3. Responsibilities

• Pharmacist: Responsible for IMP receipt, storage, labeling, dispensing, and documentation.
• CRC: Coordinates dosing room activities and ensures IMP is administered as per randomization code.
• QA Officer: Verifies logs and audits IMP dispensing compliance.

4. Accountability

The Principal Investigator is accountable for ensuring that IMPs are dispensed only by authorized personnel and that all records are maintained in accordance with GCP and protocol requirements.

5. Procedure

5.1 Receipt and Storage of IMP

1. Verify IMP received against invoice and Certificate of Analysis (CoA).
2. Store under recommended conditions (temperature, humidity) in the IMP storage area.
3. Log receipt in Annexure-1: IMP Receipt Log.

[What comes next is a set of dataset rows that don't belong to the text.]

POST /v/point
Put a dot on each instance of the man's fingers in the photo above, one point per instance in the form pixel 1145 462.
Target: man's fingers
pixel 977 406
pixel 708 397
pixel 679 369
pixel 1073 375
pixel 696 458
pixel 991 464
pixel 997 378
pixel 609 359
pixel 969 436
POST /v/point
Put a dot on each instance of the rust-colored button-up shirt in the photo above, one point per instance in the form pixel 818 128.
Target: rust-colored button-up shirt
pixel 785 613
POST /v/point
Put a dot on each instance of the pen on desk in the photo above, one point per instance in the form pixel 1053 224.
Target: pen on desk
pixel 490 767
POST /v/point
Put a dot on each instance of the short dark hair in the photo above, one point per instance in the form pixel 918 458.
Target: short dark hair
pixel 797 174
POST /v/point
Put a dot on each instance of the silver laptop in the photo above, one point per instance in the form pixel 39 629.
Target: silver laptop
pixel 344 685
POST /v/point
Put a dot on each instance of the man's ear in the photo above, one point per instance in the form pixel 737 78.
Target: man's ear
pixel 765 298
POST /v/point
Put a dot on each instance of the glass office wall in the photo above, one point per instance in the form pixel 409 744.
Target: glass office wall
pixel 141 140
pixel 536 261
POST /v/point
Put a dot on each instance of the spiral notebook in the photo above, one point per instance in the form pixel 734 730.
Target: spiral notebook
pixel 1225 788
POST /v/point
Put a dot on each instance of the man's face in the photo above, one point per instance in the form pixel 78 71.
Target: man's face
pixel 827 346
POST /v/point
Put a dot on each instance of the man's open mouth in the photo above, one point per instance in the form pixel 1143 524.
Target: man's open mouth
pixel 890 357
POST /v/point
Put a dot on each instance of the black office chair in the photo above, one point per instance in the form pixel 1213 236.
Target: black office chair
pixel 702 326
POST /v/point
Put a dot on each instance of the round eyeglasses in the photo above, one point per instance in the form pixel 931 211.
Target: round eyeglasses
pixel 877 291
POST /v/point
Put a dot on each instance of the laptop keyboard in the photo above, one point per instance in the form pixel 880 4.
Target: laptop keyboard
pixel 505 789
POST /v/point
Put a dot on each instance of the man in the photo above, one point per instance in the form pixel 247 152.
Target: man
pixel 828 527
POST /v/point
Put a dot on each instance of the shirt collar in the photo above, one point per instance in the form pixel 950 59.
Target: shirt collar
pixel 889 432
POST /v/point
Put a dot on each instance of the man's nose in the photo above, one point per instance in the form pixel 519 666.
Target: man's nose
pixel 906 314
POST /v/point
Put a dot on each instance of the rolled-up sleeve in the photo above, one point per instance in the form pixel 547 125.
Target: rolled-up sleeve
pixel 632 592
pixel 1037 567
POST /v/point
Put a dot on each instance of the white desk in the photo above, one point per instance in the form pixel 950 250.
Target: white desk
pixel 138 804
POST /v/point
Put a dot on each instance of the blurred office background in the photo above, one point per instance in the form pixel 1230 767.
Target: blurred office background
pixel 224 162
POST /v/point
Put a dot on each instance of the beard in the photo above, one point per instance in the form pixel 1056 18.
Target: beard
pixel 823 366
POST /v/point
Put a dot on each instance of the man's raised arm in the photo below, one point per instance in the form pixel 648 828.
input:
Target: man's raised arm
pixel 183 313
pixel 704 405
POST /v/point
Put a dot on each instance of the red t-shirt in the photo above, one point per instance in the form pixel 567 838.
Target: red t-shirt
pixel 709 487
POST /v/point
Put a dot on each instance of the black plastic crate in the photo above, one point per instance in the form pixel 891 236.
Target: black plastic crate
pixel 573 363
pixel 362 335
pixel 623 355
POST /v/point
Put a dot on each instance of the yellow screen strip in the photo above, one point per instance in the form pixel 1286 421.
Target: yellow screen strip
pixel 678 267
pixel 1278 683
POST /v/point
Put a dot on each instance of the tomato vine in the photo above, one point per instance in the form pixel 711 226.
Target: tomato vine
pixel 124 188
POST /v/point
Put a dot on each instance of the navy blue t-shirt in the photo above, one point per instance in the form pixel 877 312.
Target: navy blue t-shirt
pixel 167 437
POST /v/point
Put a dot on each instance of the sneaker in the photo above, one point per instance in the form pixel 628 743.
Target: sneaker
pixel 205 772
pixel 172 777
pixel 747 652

5.2 Pre-Dispensing Activities

1. Verify the study protocol, dosing schedule, and randomization list.
2. Generate individual dose labels including:
   • Study Code
   • Subject ID
   • Period & Sequence
   • IMP code (Test or Reference)
   • Date and time of dispensing
3. Prepare the required number of doses in dispensing area under clean conditions.

5.3 Dispensing of IMP

1. Pharmacist shall dispense the IMP based on randomization and in sealed containers.
2. Each dose pack must be:
   • Verified against the randomization list
   • Checked for expiry and appearance
3. Document in Annexure-2: IMP Dispensing Log with CRC counter-signature.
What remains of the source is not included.